Но уже со всем напряжением доброй и великой воли своей – то словом, то силой – удерживал труженик за Русскую Землю Мономах Владимир враждующих меж собой князей, стряпающих и под грозой половецкой княжое местничество.
Слезами скорби и гнева оплакивая неразумие и усобицу их, говорил им Владимир: «Воистину отцы наши и деды наши сохранили Русскую Землю, а мы погубить ее хочем!»
И страшились его, и повиновались, и ходили под рукой Мономаха.

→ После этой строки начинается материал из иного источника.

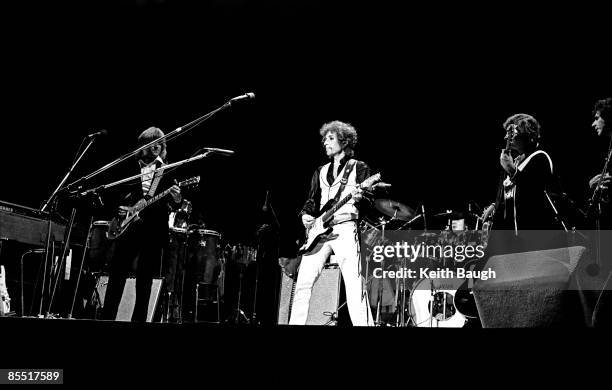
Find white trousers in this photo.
[289,221,374,326]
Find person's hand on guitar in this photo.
[170,184,183,203]
[302,214,315,228]
[353,187,363,202]
[499,149,516,176]
[589,173,612,190]
[117,206,129,218]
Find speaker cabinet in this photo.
[115,278,162,322]
[278,264,342,325]
[473,246,586,328]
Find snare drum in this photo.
[230,244,257,265]
[410,278,467,328]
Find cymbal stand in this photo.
[374,218,387,326]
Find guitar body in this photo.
[298,173,380,255]
[106,176,200,240]
[298,201,333,255]
[106,208,140,240]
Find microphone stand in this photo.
[64,99,241,190]
[38,137,96,317]
[79,151,213,196]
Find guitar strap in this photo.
[145,161,164,199]
[330,159,356,203]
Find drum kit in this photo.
[360,199,487,327]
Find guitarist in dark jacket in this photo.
[289,121,373,326]
[488,114,562,255]
[103,127,181,321]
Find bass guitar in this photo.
[106,176,200,240]
[298,173,380,254]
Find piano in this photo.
[0,200,66,246]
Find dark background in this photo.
[0,0,611,241]
[0,0,612,322]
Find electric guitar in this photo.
[0,265,11,316]
[298,173,380,254]
[106,176,200,240]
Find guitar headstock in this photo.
[359,172,381,188]
[178,176,200,187]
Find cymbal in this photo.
[433,210,465,219]
[374,199,415,221]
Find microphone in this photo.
[261,190,270,212]
[203,148,234,156]
[229,92,255,104]
[87,130,108,138]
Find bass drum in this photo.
[410,278,467,328]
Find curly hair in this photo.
[503,114,542,145]
[136,127,167,161]
[319,121,357,156]
[593,98,612,123]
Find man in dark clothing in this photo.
[488,114,562,255]
[103,127,181,321]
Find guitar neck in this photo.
[138,188,170,211]
[321,194,353,222]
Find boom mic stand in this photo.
[38,136,96,317]
[63,93,255,192]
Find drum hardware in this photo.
[410,278,467,328]
[374,199,415,221]
[225,244,257,324]
[366,216,390,326]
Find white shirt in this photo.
[140,156,164,195]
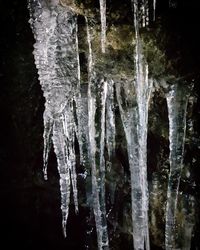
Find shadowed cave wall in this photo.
[0,0,200,250]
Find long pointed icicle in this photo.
[86,18,109,250]
[153,0,156,21]
[106,80,116,159]
[128,0,152,250]
[99,0,106,53]
[29,0,78,236]
[165,84,188,250]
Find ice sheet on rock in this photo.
[29,0,78,235]
[165,83,189,250]
[99,0,106,53]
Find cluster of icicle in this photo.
[29,0,191,250]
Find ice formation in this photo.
[29,0,78,236]
[29,0,190,250]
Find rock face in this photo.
[0,0,200,250]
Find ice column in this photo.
[99,0,106,53]
[165,84,188,250]
[86,18,109,250]
[29,0,78,236]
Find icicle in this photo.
[106,80,116,159]
[153,0,156,21]
[165,84,188,250]
[29,0,78,236]
[99,0,106,53]
[119,0,152,250]
[86,18,109,250]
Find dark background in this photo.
[0,0,200,250]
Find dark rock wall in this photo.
[0,0,200,250]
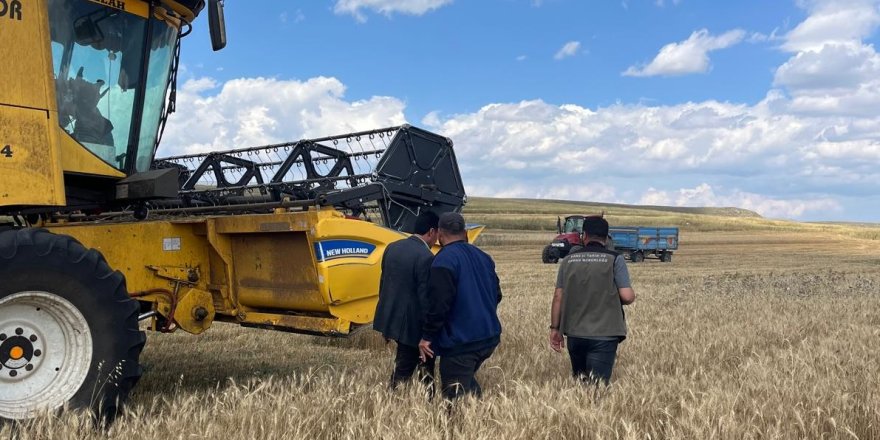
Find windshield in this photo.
[562,217,584,234]
[49,0,178,173]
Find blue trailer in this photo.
[608,226,678,263]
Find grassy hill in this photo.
[464,197,880,240]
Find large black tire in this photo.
[0,229,146,421]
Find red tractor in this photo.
[541,212,614,264]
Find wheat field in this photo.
[0,202,880,439]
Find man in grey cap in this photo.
[419,212,501,400]
[550,217,636,384]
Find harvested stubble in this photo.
[6,227,880,439]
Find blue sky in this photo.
[160,0,880,221]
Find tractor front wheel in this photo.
[0,229,146,421]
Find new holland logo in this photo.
[315,240,376,261]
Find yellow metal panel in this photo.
[232,232,327,312]
[243,313,351,335]
[0,106,65,206]
[314,218,407,324]
[56,132,125,179]
[51,221,210,292]
[0,0,54,110]
[0,0,66,206]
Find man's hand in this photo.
[419,339,434,362]
[552,330,565,353]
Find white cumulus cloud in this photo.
[639,183,841,218]
[553,41,581,60]
[333,0,453,21]
[623,29,746,77]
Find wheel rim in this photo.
[0,291,92,419]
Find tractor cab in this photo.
[541,212,605,263]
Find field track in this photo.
[0,203,880,439]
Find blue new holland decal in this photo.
[315,240,376,261]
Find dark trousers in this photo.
[391,342,434,396]
[567,336,620,385]
[440,346,495,400]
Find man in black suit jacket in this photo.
[373,211,439,395]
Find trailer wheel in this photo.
[0,229,146,421]
[541,244,559,264]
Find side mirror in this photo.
[208,0,226,51]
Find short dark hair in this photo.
[584,217,608,239]
[440,212,467,235]
[413,211,440,235]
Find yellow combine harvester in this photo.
[0,0,478,419]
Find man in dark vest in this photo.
[550,217,636,385]
[419,212,501,400]
[373,211,439,394]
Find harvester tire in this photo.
[0,229,146,422]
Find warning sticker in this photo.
[162,237,180,252]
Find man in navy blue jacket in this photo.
[419,212,501,399]
[373,211,439,395]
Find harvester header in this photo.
[150,125,466,232]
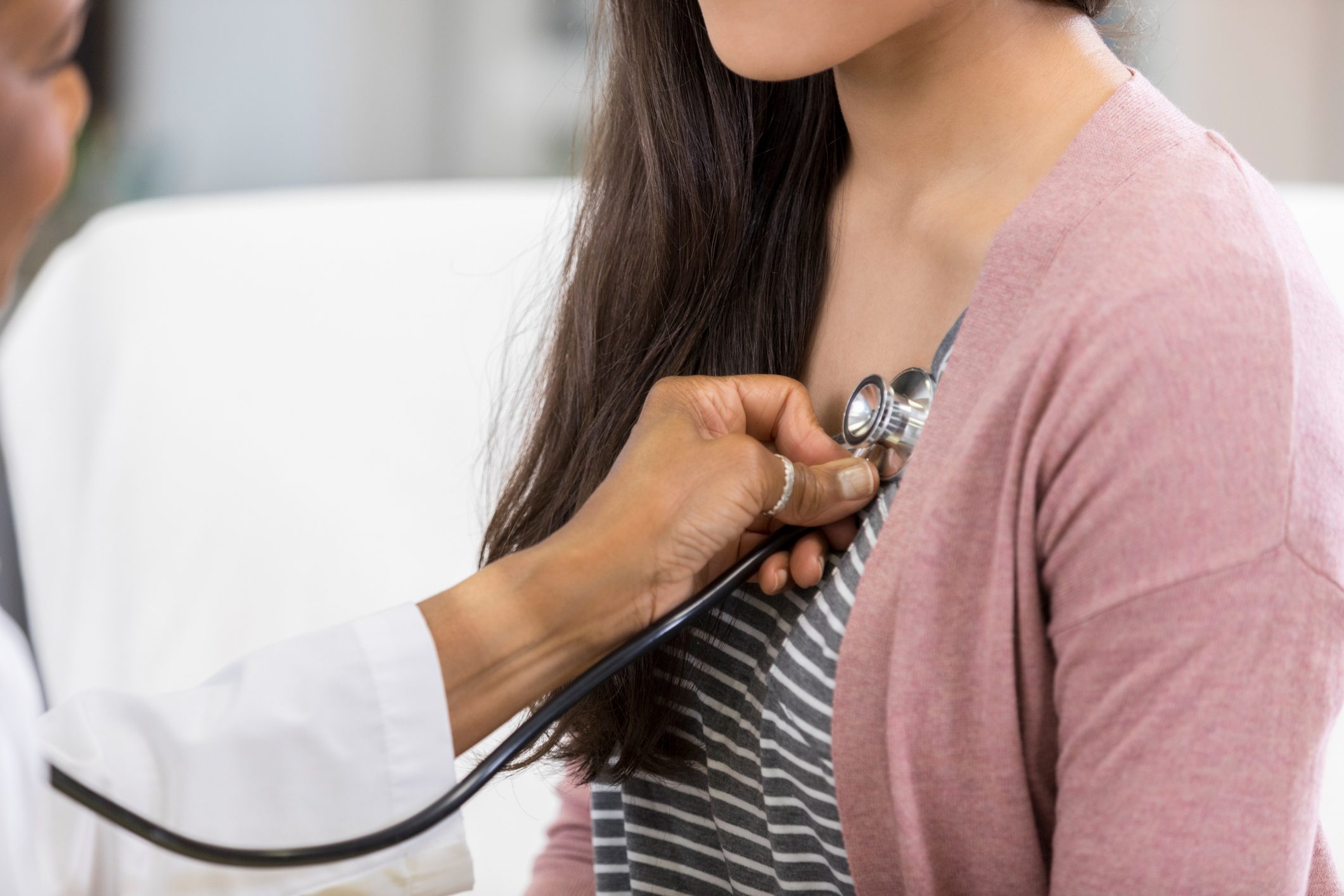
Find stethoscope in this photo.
[51,367,935,867]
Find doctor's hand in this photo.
[555,374,878,634]
[421,374,878,752]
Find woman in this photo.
[510,0,1344,895]
[0,0,878,896]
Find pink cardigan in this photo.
[531,66,1344,896]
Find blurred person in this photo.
[0,0,878,896]
[510,0,1344,896]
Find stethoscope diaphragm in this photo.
[840,367,934,482]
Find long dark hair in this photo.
[480,0,1109,781]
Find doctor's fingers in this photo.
[738,517,859,594]
[641,373,849,463]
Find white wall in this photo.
[115,0,586,195]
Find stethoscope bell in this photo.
[842,367,934,482]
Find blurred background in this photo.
[18,0,1344,287]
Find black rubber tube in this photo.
[51,525,812,867]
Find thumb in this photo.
[776,457,878,525]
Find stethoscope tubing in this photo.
[51,525,814,867]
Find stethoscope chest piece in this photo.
[842,367,934,482]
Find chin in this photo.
[700,0,930,80]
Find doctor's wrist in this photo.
[419,539,628,753]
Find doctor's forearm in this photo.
[419,541,636,753]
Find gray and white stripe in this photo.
[591,318,961,896]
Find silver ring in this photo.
[765,454,795,516]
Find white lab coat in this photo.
[0,605,471,896]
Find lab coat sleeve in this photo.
[39,605,471,896]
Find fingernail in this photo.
[839,459,878,501]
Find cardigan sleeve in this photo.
[527,782,597,896]
[1025,193,1344,895]
[1051,548,1341,895]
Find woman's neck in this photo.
[835,0,1130,248]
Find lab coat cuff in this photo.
[351,603,473,893]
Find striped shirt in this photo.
[591,311,961,896]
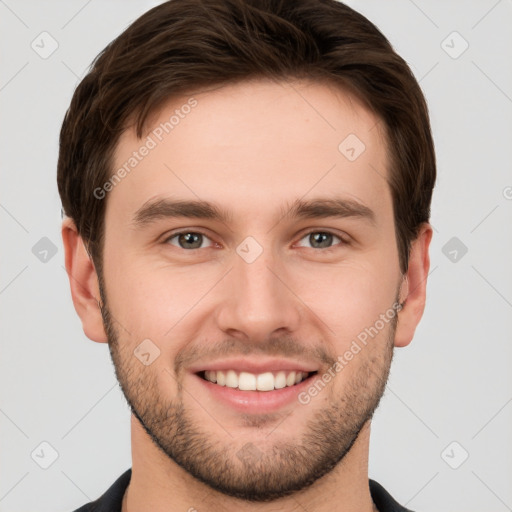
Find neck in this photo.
[122,416,378,512]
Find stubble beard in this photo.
[100,287,398,502]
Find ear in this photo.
[62,217,108,343]
[395,223,432,347]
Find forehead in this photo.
[106,80,391,226]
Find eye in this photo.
[301,231,348,249]
[164,231,212,249]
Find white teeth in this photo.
[274,372,286,389]
[239,370,256,391]
[226,370,238,388]
[204,370,308,391]
[286,372,295,386]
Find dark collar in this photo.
[75,468,412,512]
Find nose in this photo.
[217,241,304,343]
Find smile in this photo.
[199,370,316,391]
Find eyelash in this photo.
[163,229,350,252]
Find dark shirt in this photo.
[75,468,412,512]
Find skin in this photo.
[62,80,432,512]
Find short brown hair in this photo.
[57,0,436,273]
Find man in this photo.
[58,0,436,512]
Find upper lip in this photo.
[189,358,318,374]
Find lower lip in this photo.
[193,374,316,414]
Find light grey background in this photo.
[0,0,512,512]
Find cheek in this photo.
[299,262,398,346]
[105,255,215,346]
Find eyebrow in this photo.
[133,198,376,228]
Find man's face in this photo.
[102,81,401,501]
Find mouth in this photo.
[196,369,318,392]
[188,357,321,415]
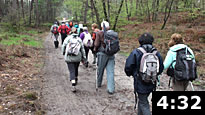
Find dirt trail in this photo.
[42,35,136,115]
[42,32,202,115]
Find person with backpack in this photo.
[69,21,73,28]
[94,21,120,94]
[80,27,93,66]
[91,23,100,64]
[124,33,164,115]
[62,27,86,92]
[58,21,71,44]
[50,22,59,48]
[164,33,197,91]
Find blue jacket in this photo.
[125,44,164,94]
[164,44,195,69]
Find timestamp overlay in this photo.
[152,91,205,115]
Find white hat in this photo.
[101,21,110,28]
[79,24,83,28]
[83,27,88,31]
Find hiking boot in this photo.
[71,80,76,86]
[75,78,78,85]
[107,91,114,95]
[71,86,76,92]
[93,61,96,64]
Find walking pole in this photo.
[189,81,195,91]
[95,55,98,91]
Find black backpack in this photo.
[174,47,197,81]
[103,24,120,55]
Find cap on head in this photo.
[79,24,83,28]
[71,27,77,33]
[83,27,88,31]
[138,33,154,45]
[101,21,110,28]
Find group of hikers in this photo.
[51,21,197,115]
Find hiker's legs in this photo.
[106,56,115,93]
[74,62,80,82]
[137,93,151,115]
[97,52,108,87]
[54,34,59,48]
[90,46,96,64]
[67,62,76,85]
[61,34,67,44]
[84,46,89,61]
[172,79,189,91]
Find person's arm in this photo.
[80,32,85,41]
[157,52,164,75]
[61,37,69,55]
[124,51,137,76]
[50,25,53,32]
[164,50,174,69]
[66,26,71,35]
[94,32,101,52]
[80,40,86,62]
[58,25,61,33]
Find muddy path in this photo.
[42,35,136,115]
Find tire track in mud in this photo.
[42,35,136,115]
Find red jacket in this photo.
[58,24,71,34]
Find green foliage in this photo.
[0,30,43,48]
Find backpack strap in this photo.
[137,47,147,54]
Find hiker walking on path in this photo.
[164,33,197,91]
[94,21,119,94]
[91,23,100,64]
[80,27,93,63]
[62,27,86,92]
[58,21,71,44]
[125,33,164,115]
[50,22,59,48]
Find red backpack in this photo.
[92,32,97,40]
[52,26,58,34]
[69,21,73,27]
[61,25,67,34]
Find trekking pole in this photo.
[95,58,98,91]
[189,81,195,91]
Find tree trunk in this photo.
[107,0,110,22]
[125,0,130,20]
[113,0,124,30]
[83,0,88,24]
[129,0,133,17]
[161,0,174,30]
[29,0,34,25]
[35,0,39,27]
[135,0,139,16]
[152,0,159,22]
[21,0,26,24]
[102,0,109,22]
[91,0,101,28]
[146,0,151,22]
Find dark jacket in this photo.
[125,45,164,94]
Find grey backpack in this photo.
[138,47,159,84]
[66,35,81,56]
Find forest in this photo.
[0,0,205,115]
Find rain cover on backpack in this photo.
[138,47,159,84]
[174,47,197,81]
[83,32,93,47]
[103,24,120,55]
[52,26,58,34]
[66,36,81,56]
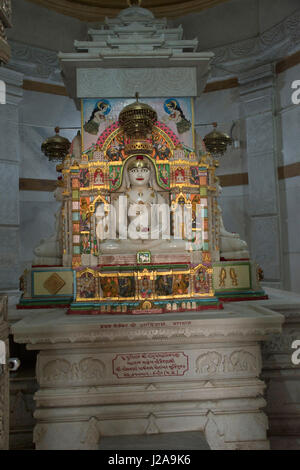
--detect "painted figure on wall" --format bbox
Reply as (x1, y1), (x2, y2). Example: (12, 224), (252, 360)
(173, 274), (190, 295)
(190, 166), (200, 186)
(139, 277), (152, 299)
(175, 168), (185, 184)
(80, 233), (91, 254)
(119, 276), (135, 297)
(100, 277), (119, 297)
(80, 168), (90, 188)
(157, 165), (170, 188)
(106, 139), (124, 162)
(155, 275), (173, 296)
(94, 168), (104, 185)
(194, 268), (209, 294)
(164, 98), (192, 134)
(80, 198), (91, 231)
(83, 99), (111, 135)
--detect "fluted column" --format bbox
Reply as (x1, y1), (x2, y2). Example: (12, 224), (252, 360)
(239, 64), (282, 287)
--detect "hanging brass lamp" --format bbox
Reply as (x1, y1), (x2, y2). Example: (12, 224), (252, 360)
(41, 127), (71, 162)
(203, 122), (232, 156)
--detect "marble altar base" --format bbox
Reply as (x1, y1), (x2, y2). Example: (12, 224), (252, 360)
(13, 304), (283, 450)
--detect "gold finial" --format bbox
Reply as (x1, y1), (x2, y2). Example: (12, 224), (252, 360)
(127, 0), (142, 7)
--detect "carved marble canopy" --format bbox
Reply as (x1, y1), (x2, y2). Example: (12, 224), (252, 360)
(29, 0), (231, 21)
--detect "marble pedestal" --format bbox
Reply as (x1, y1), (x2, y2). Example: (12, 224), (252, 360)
(13, 304), (283, 450)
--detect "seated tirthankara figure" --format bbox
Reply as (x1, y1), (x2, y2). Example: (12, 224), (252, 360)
(218, 185), (250, 260)
(96, 155), (189, 254)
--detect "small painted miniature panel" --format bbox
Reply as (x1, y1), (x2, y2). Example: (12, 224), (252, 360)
(213, 262), (251, 292)
(109, 165), (122, 191)
(194, 267), (212, 295)
(77, 271), (99, 299)
(136, 251), (151, 264)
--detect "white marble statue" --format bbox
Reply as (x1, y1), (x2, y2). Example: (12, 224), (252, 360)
(32, 187), (63, 266)
(95, 156), (189, 254)
(218, 184), (250, 260)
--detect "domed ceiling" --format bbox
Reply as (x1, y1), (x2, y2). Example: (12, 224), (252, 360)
(29, 0), (228, 21)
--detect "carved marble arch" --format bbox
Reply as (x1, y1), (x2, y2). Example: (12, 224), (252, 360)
(89, 194), (109, 214)
(76, 268), (99, 299)
(113, 151), (170, 193)
(97, 121), (178, 161)
(171, 191), (192, 211)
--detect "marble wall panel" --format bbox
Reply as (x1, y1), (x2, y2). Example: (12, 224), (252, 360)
(281, 105), (300, 165)
(219, 186), (250, 244)
(0, 104), (19, 162)
(247, 112), (274, 155)
(251, 216), (281, 281)
(0, 160), (19, 226)
(248, 153), (277, 215)
(77, 67), (198, 98)
(0, 226), (19, 290)
(284, 253), (300, 293)
(174, 0), (259, 50)
(7, 0), (87, 52)
(20, 200), (59, 268)
(195, 88), (247, 174)
(20, 91), (81, 179)
(276, 64), (300, 109)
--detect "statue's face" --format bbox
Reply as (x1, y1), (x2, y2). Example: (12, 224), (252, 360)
(129, 168), (150, 186)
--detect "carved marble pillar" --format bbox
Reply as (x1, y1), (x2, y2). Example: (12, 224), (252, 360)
(0, 67), (23, 291)
(0, 295), (9, 451)
(239, 64), (282, 288)
(0, 0), (11, 64)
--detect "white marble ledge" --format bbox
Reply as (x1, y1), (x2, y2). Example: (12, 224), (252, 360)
(247, 287), (300, 321)
(12, 302), (284, 349)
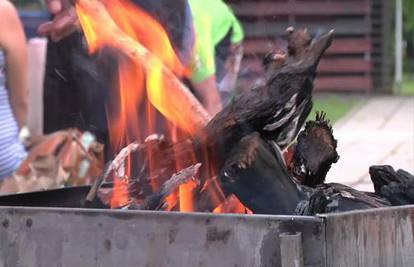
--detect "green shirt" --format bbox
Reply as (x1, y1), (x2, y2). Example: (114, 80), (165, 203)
(188, 0), (244, 83)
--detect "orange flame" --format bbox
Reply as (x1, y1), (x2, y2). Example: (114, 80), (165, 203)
(76, 0), (247, 212)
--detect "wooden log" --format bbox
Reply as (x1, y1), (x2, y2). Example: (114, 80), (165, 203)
(130, 164), (201, 210)
(288, 112), (339, 187)
(76, 0), (210, 133)
(369, 166), (414, 206)
(220, 133), (306, 215)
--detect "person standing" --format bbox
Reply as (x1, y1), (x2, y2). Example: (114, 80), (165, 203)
(188, 0), (244, 109)
(0, 0), (28, 180)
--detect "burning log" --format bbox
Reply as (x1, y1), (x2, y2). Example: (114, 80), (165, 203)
(220, 133), (306, 214)
(86, 25), (332, 214)
(77, 0), (333, 214)
(288, 112), (339, 187)
(129, 164), (201, 210)
(369, 166), (414, 206)
(76, 0), (210, 133)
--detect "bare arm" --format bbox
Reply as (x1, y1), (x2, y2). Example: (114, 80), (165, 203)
(193, 75), (222, 116)
(0, 0), (28, 127)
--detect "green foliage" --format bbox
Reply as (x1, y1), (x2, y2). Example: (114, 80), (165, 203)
(403, 0), (414, 38)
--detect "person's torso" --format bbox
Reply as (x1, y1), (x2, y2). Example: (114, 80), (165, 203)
(0, 50), (26, 180)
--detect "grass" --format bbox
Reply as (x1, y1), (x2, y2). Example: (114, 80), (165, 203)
(401, 74), (414, 96)
(309, 94), (364, 123)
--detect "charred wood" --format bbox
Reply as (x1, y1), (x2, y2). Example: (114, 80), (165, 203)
(369, 166), (414, 206)
(220, 133), (306, 214)
(129, 164), (201, 210)
(288, 112), (339, 187)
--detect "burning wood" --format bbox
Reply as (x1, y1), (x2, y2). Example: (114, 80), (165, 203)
(76, 0), (210, 136)
(132, 164), (201, 213)
(80, 25), (332, 214)
(77, 0), (414, 218)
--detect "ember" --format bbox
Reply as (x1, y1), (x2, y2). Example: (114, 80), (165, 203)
(73, 0), (332, 213)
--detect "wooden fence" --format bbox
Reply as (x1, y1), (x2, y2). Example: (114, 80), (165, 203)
(227, 0), (392, 92)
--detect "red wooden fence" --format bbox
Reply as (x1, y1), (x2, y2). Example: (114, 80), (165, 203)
(227, 0), (388, 92)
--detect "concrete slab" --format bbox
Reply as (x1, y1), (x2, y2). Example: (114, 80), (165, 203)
(327, 96), (414, 191)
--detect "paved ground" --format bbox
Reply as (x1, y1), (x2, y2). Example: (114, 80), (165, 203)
(327, 96), (414, 191)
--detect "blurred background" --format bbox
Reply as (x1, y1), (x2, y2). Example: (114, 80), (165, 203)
(12, 0), (414, 193)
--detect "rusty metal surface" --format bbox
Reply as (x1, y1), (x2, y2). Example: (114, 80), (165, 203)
(0, 207), (326, 267)
(321, 206), (414, 267)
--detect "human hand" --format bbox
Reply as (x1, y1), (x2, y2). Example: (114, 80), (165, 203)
(38, 0), (79, 42)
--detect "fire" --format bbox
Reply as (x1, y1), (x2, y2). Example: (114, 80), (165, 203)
(76, 0), (245, 212)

Но ведь один был тот старый Владимир!
А когда умер – приложился к праотцам своим Мономах, не стало его, – зашатался Киев. Еще несет на своем челе священный венец старейшинства, но уже выронил скипетр власти. Князья еще чтут киевский престол, но уже не повинуются ему более. И все возрастает напор половцев…
Однако не иссякло Володимера племя! – и как только на Киевский златой стол восходят младшие Мономаховичи-Волынские – прадед, дед или же отец Даниила, – так немедля с высот киевских несется призыв ко всем князьям русским: «Братья! Пожалейте о Русской Земле, о своей отчине, дедине! Всякое лето уводят половцы у вежи свои христиан. А уже у нас и Греческий путь отымают, и Соляной, и Залозный
[16]
. А лепо было бы нам, братья, поискать отцов и дедов своих путей и чести!..»
И пошли, и притрепетали грозою, и потоптали нечестивое Поле! И надолго, надолго приутихли князья половецкие…
…Там вон, далече, налево, внизу, вдоль Днепра, раскинулся Подол Киева – Оболонь, нижний город, населенный купцами, ремесленниками, огородниками, хлеборобами и прочим мизинным людом.